Turning to Paragraph 3 of the Bonds, as it was capable of bearing the two meanings as advanced by the Bank and the Buyers, Lord Clarke considered it appropriate to have regard to considerations of commercial common sense in resolving its meaning.
If one looked at Paragraph (3) alone, the phrase “all such sums due” clearly referred to the “pre-delivery instalments” mentioned earlier in the same paragraph. Lord Clarke agreed with Simon J that this construction made perfect sense because one would naturally expect the parties to agree that the Buyers should have security for the repayment of pre-instalments in case of the Shipbuilder’s insolvency, and that any other construction would lead to uncommercial consequences. His Lordship took the view, contrary to that taken by the majority in the Court of Appeal, that the existence of Paragraph (2) did not affect this analysis because it did not actually identify the scope of the Bank’s obligation under Paragraph (3). Paragraph (2) did reproduce the terms of Articles X.5 and X.6 of the Contracts, but the clause requiring the provision of guarantee, Article X.8, did not purport to dictate the scope of the guarantee. Article X.8 did not require the guarantee to cover only refund obligations arising under Articles X.5 and X.6. Indeed, no form of guarantee was attached to the Contracts as contemplated under Article X.8. The parties were simply left to agree on the final form of the Bonds.
Thus, the Buyers’ arguments were to be preferred. On a proper interpretation of the Bonds, the Bank was obliged to pay the pre-delivery instalments. The appeal was accordingly allowed.

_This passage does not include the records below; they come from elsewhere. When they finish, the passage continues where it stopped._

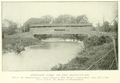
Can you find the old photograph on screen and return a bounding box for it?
[2,1,118,71]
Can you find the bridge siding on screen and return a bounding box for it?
[29,26,114,37]
[30,27,92,35]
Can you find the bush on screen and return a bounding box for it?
[99,36,112,44]
[51,57,89,70]
[13,43,25,54]
[83,35,112,48]
[83,35,100,48]
[34,34,51,40]
[2,38,40,54]
[68,34,88,41]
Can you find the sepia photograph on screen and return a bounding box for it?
[2,1,118,71]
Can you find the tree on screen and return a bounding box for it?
[22,18,41,32]
[2,19,17,35]
[102,21,110,32]
[96,22,102,31]
[53,14,75,24]
[22,15,53,32]
[113,20,118,32]
[75,15,88,24]
[109,21,118,32]
[22,14,90,32]
[40,15,53,24]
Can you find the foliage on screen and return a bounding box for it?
[99,35,112,44]
[40,15,53,24]
[22,14,89,32]
[83,35,112,48]
[53,14,76,24]
[2,40,25,54]
[109,21,118,32]
[75,15,88,23]
[34,34,52,40]
[22,15,53,32]
[51,57,89,70]
[2,19,17,35]
[91,26,96,31]
[102,21,110,32]
[14,43,25,54]
[97,21,118,32]
[2,38,41,54]
[22,18,40,32]
[53,14,89,24]
[69,34,88,41]
[83,35,100,48]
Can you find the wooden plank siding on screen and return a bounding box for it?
[30,26,92,35]
[29,24,116,37]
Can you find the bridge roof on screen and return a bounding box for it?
[30,23,92,27]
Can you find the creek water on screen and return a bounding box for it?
[3,40,84,71]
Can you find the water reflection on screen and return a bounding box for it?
[3,41,83,71]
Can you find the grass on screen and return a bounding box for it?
[2,38,41,54]
[2,32,42,54]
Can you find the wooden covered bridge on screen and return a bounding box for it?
[29,23,111,37]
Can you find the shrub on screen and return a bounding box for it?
[83,35,100,48]
[68,34,88,41]
[83,35,112,48]
[13,43,25,54]
[34,34,51,40]
[51,57,89,70]
[2,38,40,54]
[99,36,112,44]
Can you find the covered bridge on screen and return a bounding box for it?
[29,23,93,35]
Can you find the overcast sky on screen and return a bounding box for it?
[2,1,117,26]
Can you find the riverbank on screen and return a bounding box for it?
[2,38,41,54]
[51,42,117,70]
[2,33,118,70]
[2,37,83,54]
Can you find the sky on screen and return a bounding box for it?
[2,1,118,26]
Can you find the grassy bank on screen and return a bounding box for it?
[51,37,117,70]
[2,38,41,54]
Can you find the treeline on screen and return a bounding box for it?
[22,14,89,32]
[93,21,118,32]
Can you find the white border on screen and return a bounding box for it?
[0,0,119,83]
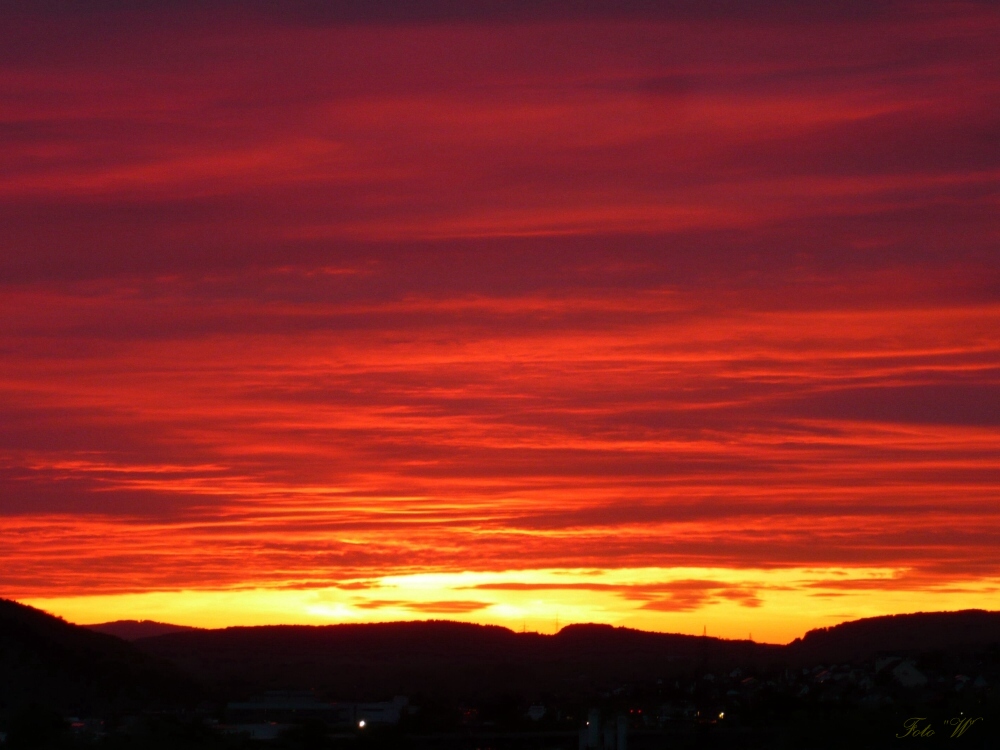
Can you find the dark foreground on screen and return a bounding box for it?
[1,600,998,749]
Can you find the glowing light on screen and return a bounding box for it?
[20,565,1000,644]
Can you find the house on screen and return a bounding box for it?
[225,691,408,729]
[892,660,928,688]
[356,696,408,726]
[527,704,547,721]
[875,656,901,673]
[579,709,627,750]
[225,691,351,726]
[221,723,286,741]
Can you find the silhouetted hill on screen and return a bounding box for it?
[130,611,1000,702]
[0,598,198,720]
[134,619,784,701]
[6,600,999,721]
[86,620,199,641]
[788,609,1000,664]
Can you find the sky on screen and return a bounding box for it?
[1,0,998,644]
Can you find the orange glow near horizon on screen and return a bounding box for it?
[2,2,999,639]
[23,565,1000,645]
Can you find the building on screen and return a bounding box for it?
[225,691,351,726]
[579,709,627,750]
[892,660,928,688]
[356,696,408,726]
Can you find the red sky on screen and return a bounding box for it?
[2,1,999,642]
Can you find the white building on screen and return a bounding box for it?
[526,704,547,721]
[356,696,408,726]
[892,660,928,688]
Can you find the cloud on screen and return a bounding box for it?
[402,600,491,614]
[1,0,998,629]
[469,579,767,611]
[2,1,906,30]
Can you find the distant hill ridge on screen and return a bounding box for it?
[120,609,1000,700]
[5,599,999,708]
[789,609,1000,663]
[86,619,199,641]
[108,609,1000,653]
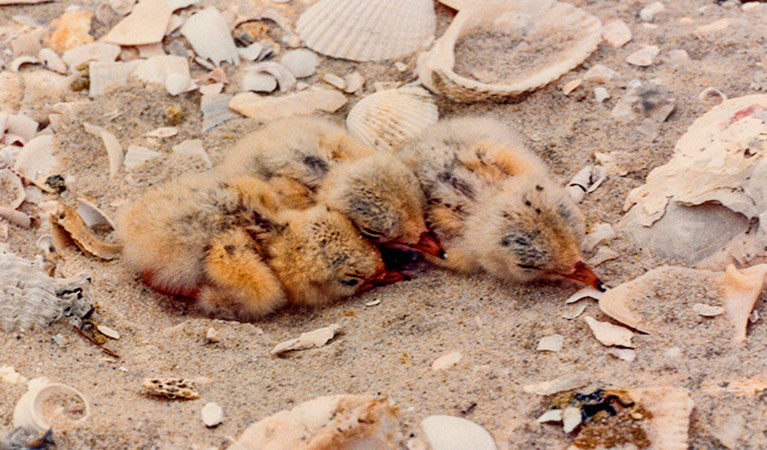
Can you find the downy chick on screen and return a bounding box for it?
[117,171,402,320]
[222,117,444,259]
[398,117,603,290]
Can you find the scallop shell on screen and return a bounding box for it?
[180,7,239,66]
[13,377,90,433]
[229,395,403,449]
[346,86,438,152]
[101,0,172,46]
[417,0,602,103]
[295,0,436,62]
[0,244,93,332]
[0,169,25,209]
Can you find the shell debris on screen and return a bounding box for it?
[172,139,211,168]
[229,88,347,121]
[583,316,635,348]
[13,377,90,433]
[537,334,564,352]
[180,7,239,66]
[43,10,94,53]
[51,203,122,260]
[431,351,462,370]
[421,415,497,450]
[142,378,200,400]
[201,402,223,427]
[82,122,123,178]
[523,375,588,396]
[101,0,172,46]
[271,323,341,355]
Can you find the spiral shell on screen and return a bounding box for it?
[13,377,90,433]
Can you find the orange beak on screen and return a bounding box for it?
[556,261,605,291]
[358,268,408,293]
[382,232,446,259]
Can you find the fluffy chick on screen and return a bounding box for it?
[117,171,400,320]
[398,117,603,290]
[222,117,444,258]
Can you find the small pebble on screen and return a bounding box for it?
[626,45,660,66]
[201,402,223,427]
[205,327,220,343]
[594,87,610,103]
[537,334,564,352]
[639,2,665,22]
[322,73,346,90]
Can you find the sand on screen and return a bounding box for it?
[2,0,767,448]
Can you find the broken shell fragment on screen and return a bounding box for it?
[296,0,436,62]
[431,351,462,370]
[88,61,138,97]
[271,323,341,355]
[537,334,564,352]
[421,415,497,450]
[14,135,58,182]
[602,19,632,48]
[124,145,160,170]
[44,10,94,53]
[201,92,237,132]
[523,375,588,396]
[562,406,581,433]
[583,316,635,348]
[102,0,172,46]
[279,49,319,78]
[181,8,239,66]
[242,62,296,92]
[418,0,602,102]
[588,246,620,266]
[38,48,67,74]
[626,44,660,66]
[142,378,199,400]
[62,43,121,70]
[582,223,615,252]
[229,89,347,121]
[229,395,403,449]
[201,402,223,427]
[172,139,211,168]
[0,170,25,209]
[693,303,725,317]
[51,203,122,260]
[566,166,606,202]
[82,122,123,178]
[13,377,90,433]
[76,198,115,230]
[346,86,438,152]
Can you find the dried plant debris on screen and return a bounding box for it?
[539,387,692,450]
[51,203,122,260]
[141,378,199,400]
[622,95,767,267]
[229,395,404,449]
[0,244,92,332]
[598,265,767,346]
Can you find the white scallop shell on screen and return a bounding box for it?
[13,377,90,433]
[295,0,436,62]
[346,86,438,152]
[417,0,602,103]
[0,244,93,332]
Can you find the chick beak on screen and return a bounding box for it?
[556,261,605,292]
[358,268,408,293]
[384,232,446,259]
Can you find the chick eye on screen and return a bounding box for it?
[360,227,384,239]
[517,264,539,270]
[340,279,359,287]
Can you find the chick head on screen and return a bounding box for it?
[318,154,444,258]
[467,177,603,290]
[266,205,404,306]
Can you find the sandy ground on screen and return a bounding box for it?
[2,0,767,448]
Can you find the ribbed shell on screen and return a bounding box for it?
[346,86,438,152]
[296,0,436,62]
[0,245,93,332]
[417,0,602,103]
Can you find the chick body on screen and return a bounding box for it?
[399,117,600,288]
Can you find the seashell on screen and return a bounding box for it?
[6,114,38,145]
[109,0,137,16]
[11,32,42,58]
[271,323,341,355]
[562,407,582,433]
[229,88,348,122]
[583,316,635,348]
[601,20,631,48]
[96,324,120,339]
[229,395,403,449]
[417,0,602,103]
[14,135,57,182]
[296,0,436,62]
[38,48,67,74]
[43,10,94,53]
[124,145,160,170]
[421,416,497,450]
[206,68,227,85]
[51,203,122,260]
[0,207,34,228]
[240,72,277,93]
[537,334,564,352]
[279,49,319,78]
[165,0,198,11]
[0,170,25,209]
[242,62,296,92]
[593,87,610,103]
[344,71,364,94]
[88,61,138,97]
[102,0,172,46]
[77,198,115,230]
[693,303,725,317]
[583,64,620,84]
[582,223,615,252]
[0,366,27,385]
[172,139,211,168]
[616,387,692,450]
[523,375,588,396]
[13,377,90,433]
[566,166,607,202]
[82,122,123,178]
[238,43,265,62]
[588,246,620,266]
[180,8,240,66]
[141,378,199,400]
[346,86,438,152]
[562,303,587,320]
[607,348,636,361]
[10,56,40,72]
[132,55,194,96]
[136,42,165,59]
[201,93,237,132]
[322,73,346,90]
[0,244,93,331]
[431,351,462,370]
[626,44,659,66]
[565,286,603,304]
[537,409,563,423]
[699,86,727,103]
[62,43,121,71]
[144,127,177,138]
[201,402,223,427]
[721,264,767,344]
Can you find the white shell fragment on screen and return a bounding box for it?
[172,140,211,168]
[77,198,115,229]
[421,415,497,450]
[626,44,660,66]
[566,166,606,202]
[201,92,237,132]
[582,223,616,254]
[102,0,172,46]
[242,62,296,92]
[181,8,239,66]
[418,0,602,103]
[602,19,632,48]
[537,334,564,352]
[296,0,436,62]
[88,61,137,97]
[271,323,341,355]
[431,351,462,371]
[583,64,620,84]
[693,303,725,317]
[607,348,637,362]
[583,316,635,348]
[96,324,120,339]
[523,375,588,396]
[83,122,123,178]
[589,246,621,266]
[13,135,58,182]
[240,72,277,93]
[13,377,90,433]
[62,43,121,70]
[280,49,319,78]
[0,366,27,385]
[347,87,438,152]
[229,395,403,449]
[562,407,582,433]
[0,170,25,210]
[229,89,347,121]
[0,244,92,332]
[38,48,67,74]
[201,402,223,427]
[124,145,160,170]
[132,55,194,95]
[536,409,563,423]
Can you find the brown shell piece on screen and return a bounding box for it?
[51,203,122,260]
[141,378,199,400]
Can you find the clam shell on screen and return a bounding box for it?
[0,169,25,209]
[417,0,602,103]
[0,244,93,331]
[346,86,438,152]
[13,377,90,433]
[295,0,436,62]
[180,7,239,66]
[101,0,172,46]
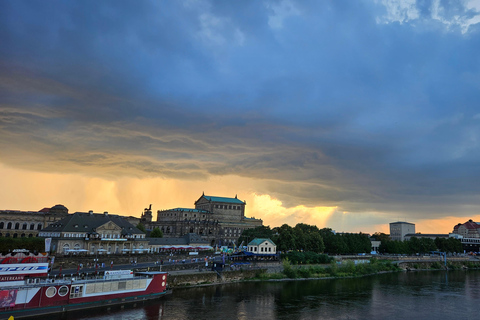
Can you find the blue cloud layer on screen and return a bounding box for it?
[1,0,480,219]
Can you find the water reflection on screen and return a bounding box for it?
[56,270,480,320]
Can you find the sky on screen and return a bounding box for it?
[1,0,480,235]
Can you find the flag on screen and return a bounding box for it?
[44,238,52,253]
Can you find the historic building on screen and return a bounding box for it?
[0,204,69,238]
[389,221,415,241]
[38,211,148,255]
[145,194,263,247]
[247,238,276,255]
[452,220,480,238]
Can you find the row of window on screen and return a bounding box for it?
[0,233,35,238]
[214,204,241,210]
[249,246,275,253]
[0,222,43,230]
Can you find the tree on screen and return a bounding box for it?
[0,237,44,254]
[238,226,273,245]
[150,227,163,238]
[136,223,146,233]
[372,232,390,242]
[305,232,325,253]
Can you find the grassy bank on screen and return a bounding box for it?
[251,258,401,280]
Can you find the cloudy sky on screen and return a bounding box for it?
[1,0,480,234]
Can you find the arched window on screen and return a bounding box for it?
[5,233,10,237]
[22,223,27,230]
[7,222,12,229]
[63,243,70,253]
[28,234,33,238]
[37,223,42,230]
[21,233,25,238]
[14,223,20,230]
[30,223,35,230]
[13,233,18,238]
[0,222,3,229]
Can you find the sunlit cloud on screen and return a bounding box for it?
[249,193,337,229]
[2,1,480,234]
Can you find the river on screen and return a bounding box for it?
[43,270,480,320]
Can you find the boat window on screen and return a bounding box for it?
[46,287,57,298]
[58,286,69,297]
[70,285,83,298]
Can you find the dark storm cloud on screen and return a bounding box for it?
[1,0,480,220]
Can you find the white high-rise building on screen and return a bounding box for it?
[390,221,415,241]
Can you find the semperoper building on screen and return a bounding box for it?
[143,194,263,247]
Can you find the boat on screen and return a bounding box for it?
[0,251,169,319]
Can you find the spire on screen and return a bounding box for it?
[235,194,237,199]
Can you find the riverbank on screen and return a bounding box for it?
[165,257,480,288]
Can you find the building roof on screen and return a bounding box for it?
[196,194,245,205]
[168,208,209,213]
[454,220,480,230]
[248,238,276,246]
[390,221,415,225]
[42,212,144,235]
[404,233,449,238]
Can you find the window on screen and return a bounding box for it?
[37,223,42,230]
[7,222,12,229]
[15,223,19,230]
[0,222,3,229]
[30,223,35,230]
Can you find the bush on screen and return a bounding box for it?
[282,259,298,278]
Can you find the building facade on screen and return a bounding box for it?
[389,221,415,241]
[39,211,148,255]
[247,238,276,255]
[0,204,69,238]
[147,194,263,247]
[404,233,449,241]
[452,220,480,238]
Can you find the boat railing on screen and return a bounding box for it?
[19,273,154,287]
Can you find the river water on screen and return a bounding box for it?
[49,270,480,320]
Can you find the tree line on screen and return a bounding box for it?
[238,224,372,254]
[374,232,463,254]
[239,226,464,256]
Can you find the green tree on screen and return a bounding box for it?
[238,226,273,245]
[305,232,325,253]
[150,227,163,238]
[0,237,45,254]
[136,223,146,233]
[274,224,296,252]
[372,232,390,242]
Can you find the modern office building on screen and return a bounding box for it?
[389,221,415,241]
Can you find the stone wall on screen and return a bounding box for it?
[167,269,263,288]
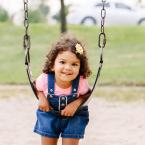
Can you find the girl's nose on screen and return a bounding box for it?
[65,64,72,70]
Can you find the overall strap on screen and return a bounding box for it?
[48,72,80,95]
[48,72,55,95]
[71,75,80,94]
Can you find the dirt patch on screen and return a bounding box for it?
[0,85,145,145]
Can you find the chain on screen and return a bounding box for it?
[24,0,29,34]
[23,0,30,65]
[98,0,106,50]
[23,0,38,98]
[98,0,106,64]
[88,0,107,98]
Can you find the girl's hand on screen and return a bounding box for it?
[61,100,80,117]
[61,90,91,117]
[37,91,52,112]
[38,97,52,112]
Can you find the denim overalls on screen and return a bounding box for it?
[34,73,89,138]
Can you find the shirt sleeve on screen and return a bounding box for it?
[35,73,47,93]
[78,76,90,95]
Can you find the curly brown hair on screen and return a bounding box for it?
[43,35,91,78]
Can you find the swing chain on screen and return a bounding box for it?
[23,0,38,98]
[24,0,29,34]
[98,0,106,49]
[86,0,107,100]
[23,0,31,65]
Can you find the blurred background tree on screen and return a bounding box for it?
[52,4,70,22]
[60,0,67,33]
[0,6,9,22]
[29,0,49,23]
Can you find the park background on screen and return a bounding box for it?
[0,0,145,145]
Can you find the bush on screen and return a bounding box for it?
[28,3,49,23]
[53,5,70,22]
[29,9,45,23]
[0,7,9,22]
[39,3,49,16]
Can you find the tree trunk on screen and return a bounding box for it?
[60,0,67,33]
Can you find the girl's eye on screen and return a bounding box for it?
[59,61,65,64]
[72,63,78,66]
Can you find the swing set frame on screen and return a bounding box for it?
[23,0,107,104]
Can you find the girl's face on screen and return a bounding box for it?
[52,50,80,88]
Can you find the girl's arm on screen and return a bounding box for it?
[37,91,52,112]
[33,80,52,112]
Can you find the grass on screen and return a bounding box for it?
[0,23,145,101]
[0,23,145,86]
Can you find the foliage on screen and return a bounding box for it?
[53,4,70,22]
[29,9,46,23]
[29,3,49,23]
[0,6,9,22]
[39,2,49,16]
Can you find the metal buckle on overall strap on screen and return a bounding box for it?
[58,96,68,111]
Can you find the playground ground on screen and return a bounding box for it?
[0,85,145,145]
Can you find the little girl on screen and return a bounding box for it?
[34,35,91,145]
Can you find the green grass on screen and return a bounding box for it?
[0,23,145,86]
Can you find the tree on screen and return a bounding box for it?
[60,0,67,33]
[0,6,9,22]
[28,0,50,23]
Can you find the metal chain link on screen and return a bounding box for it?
[23,0,38,98]
[23,0,31,65]
[24,0,29,34]
[98,0,106,65]
[98,0,106,49]
[88,0,107,98]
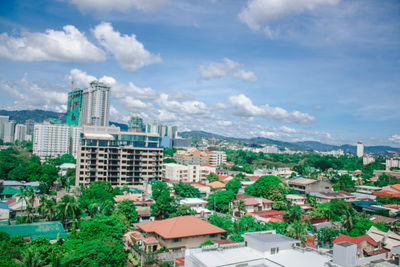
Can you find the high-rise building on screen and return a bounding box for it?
[14,124,27,142]
[0,115,9,142]
[25,119,35,136]
[75,126,163,188]
[128,115,144,132]
[66,89,83,126]
[66,81,111,127]
[145,123,158,134]
[357,141,364,158]
[70,126,82,159]
[3,120,16,143]
[33,122,70,159]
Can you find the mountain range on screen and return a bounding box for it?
[1,110,398,154]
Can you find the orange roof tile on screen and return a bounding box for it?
[208,181,226,189]
[333,234,378,247]
[137,216,226,239]
[374,190,400,198]
[391,184,400,191]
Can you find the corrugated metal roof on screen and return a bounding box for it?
[0,221,67,240]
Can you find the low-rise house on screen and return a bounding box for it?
[208,181,225,191]
[373,190,400,198]
[59,163,76,176]
[0,221,67,242]
[287,178,332,194]
[0,202,12,222]
[251,210,284,223]
[0,187,20,200]
[137,216,226,251]
[309,191,356,204]
[217,175,233,182]
[163,163,216,183]
[355,185,382,195]
[190,183,211,197]
[332,234,379,258]
[233,194,273,216]
[180,198,212,217]
[286,194,306,205]
[367,226,400,250]
[123,230,161,252]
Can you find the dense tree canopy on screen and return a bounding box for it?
[245,175,289,201]
[207,190,235,213]
[173,182,200,198]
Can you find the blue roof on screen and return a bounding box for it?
[0,202,11,210]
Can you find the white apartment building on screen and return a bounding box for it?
[70,126,82,159]
[263,145,279,154]
[14,124,27,142]
[357,141,364,158]
[208,151,226,167]
[80,81,110,127]
[363,154,375,165]
[2,120,15,143]
[386,157,400,171]
[33,123,70,159]
[163,163,216,183]
[76,126,163,187]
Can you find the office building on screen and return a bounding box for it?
[14,124,27,142]
[128,115,144,132]
[172,137,191,148]
[357,141,364,158]
[33,122,70,159]
[75,126,163,188]
[163,163,216,183]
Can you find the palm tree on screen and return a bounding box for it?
[287,221,308,243]
[16,187,36,223]
[341,209,355,233]
[16,248,40,267]
[37,196,57,221]
[232,200,246,218]
[57,195,81,235]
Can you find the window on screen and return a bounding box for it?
[270,247,279,254]
[172,238,182,243]
[209,234,218,238]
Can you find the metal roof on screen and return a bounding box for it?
[0,221,67,240]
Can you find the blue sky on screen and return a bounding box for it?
[0,0,399,147]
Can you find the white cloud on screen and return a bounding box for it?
[0,25,105,62]
[280,126,296,133]
[156,109,178,122]
[389,134,400,144]
[216,120,233,126]
[228,94,316,124]
[0,74,67,112]
[69,0,168,13]
[66,69,97,88]
[199,58,257,82]
[158,93,210,116]
[238,0,340,35]
[93,22,162,72]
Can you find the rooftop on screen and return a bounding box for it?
[288,178,318,185]
[333,234,378,247]
[138,216,226,239]
[0,221,67,240]
[243,232,299,245]
[208,181,225,189]
[180,198,207,205]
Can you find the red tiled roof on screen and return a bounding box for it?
[191,183,209,188]
[245,176,260,181]
[391,184,400,191]
[212,239,236,245]
[137,216,226,239]
[175,257,185,266]
[208,181,225,189]
[217,175,230,181]
[374,190,400,198]
[333,234,378,247]
[363,248,388,256]
[236,194,255,200]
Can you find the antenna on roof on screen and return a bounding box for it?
[71,80,75,90]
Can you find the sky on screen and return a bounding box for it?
[0,0,399,147]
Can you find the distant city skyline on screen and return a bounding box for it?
[0,0,399,147]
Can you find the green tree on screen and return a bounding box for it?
[283,205,303,222]
[79,214,125,241]
[151,181,169,201]
[375,174,400,187]
[151,190,176,219]
[334,174,355,191]
[287,221,308,243]
[245,175,289,201]
[36,195,57,221]
[115,200,138,224]
[170,205,196,217]
[207,191,235,213]
[207,173,218,183]
[173,182,200,198]
[226,179,242,195]
[80,181,116,216]
[57,195,81,234]
[232,200,246,217]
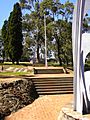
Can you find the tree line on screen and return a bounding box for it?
[20,0,74,66]
[1,0,82,65]
[1,3,23,64]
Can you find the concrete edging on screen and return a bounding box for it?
[58,104,89,120]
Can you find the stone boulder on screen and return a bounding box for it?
[0,79,39,119]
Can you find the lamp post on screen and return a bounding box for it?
[44,14,48,67]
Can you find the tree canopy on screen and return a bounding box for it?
[19,0,74,66]
[1,0,75,66]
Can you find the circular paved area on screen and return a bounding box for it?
[5,94,73,120]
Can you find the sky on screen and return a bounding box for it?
[0,0,75,29]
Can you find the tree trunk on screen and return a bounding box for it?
[12,61,15,64]
[56,38,62,66]
[58,55,62,66]
[66,57,69,66]
[37,43,40,63]
[16,60,19,65]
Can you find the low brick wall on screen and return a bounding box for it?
[0,79,39,119]
[58,104,89,120]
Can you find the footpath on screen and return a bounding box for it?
[5,94,73,120]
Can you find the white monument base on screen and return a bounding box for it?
[58,103,89,120]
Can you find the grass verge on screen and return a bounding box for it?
[0,71,30,76]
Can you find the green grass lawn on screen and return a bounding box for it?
[0,71,32,77]
[0,62,34,77]
[0,62,32,68]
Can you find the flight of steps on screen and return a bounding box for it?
[30,67,73,96]
[31,77,73,96]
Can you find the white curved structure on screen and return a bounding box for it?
[72,0,90,114]
[84,71,90,101]
[82,33,90,63]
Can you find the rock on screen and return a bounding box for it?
[0,79,39,119]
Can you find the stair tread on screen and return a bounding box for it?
[38,91,73,95]
[36,88,73,92]
[33,77,73,80]
[35,83,73,86]
[33,79,73,81]
[33,81,73,84]
[35,86,73,89]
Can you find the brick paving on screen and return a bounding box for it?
[5,94,73,120]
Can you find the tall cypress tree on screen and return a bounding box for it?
[1,20,9,60]
[8,2,23,64]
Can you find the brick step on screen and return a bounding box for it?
[34,68,64,74]
[36,87,73,92]
[34,83,73,86]
[38,91,73,95]
[33,81,72,84]
[35,85,73,89]
[32,78,73,82]
[30,76,73,95]
[32,77,73,81]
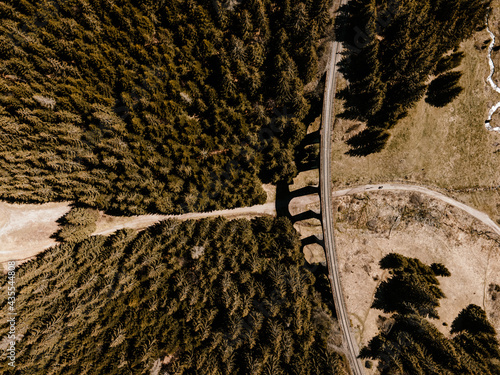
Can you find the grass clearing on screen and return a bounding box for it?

The short and unanimous judgment of the Supreme Court is clearly to be welcomed. It affirmed a more common sense approach to contractual interpretation under which the Court would consider all the circumstances of the case. It also clarified that commercial considerations always play a role in the process, whether or not a literal construction would give rise to absurd results. In the memorable words of Sir Thomas Bingham MR in Arbuthnott v Fagan  CLC 1396, 1400, interpretation was “a composite exercise, neither uncompromisingly literal nor unswervingly purposive.” But of course, at the end of the day, there is no substitute to careful drafting by commercial parties if disputes are to be avoided altogether.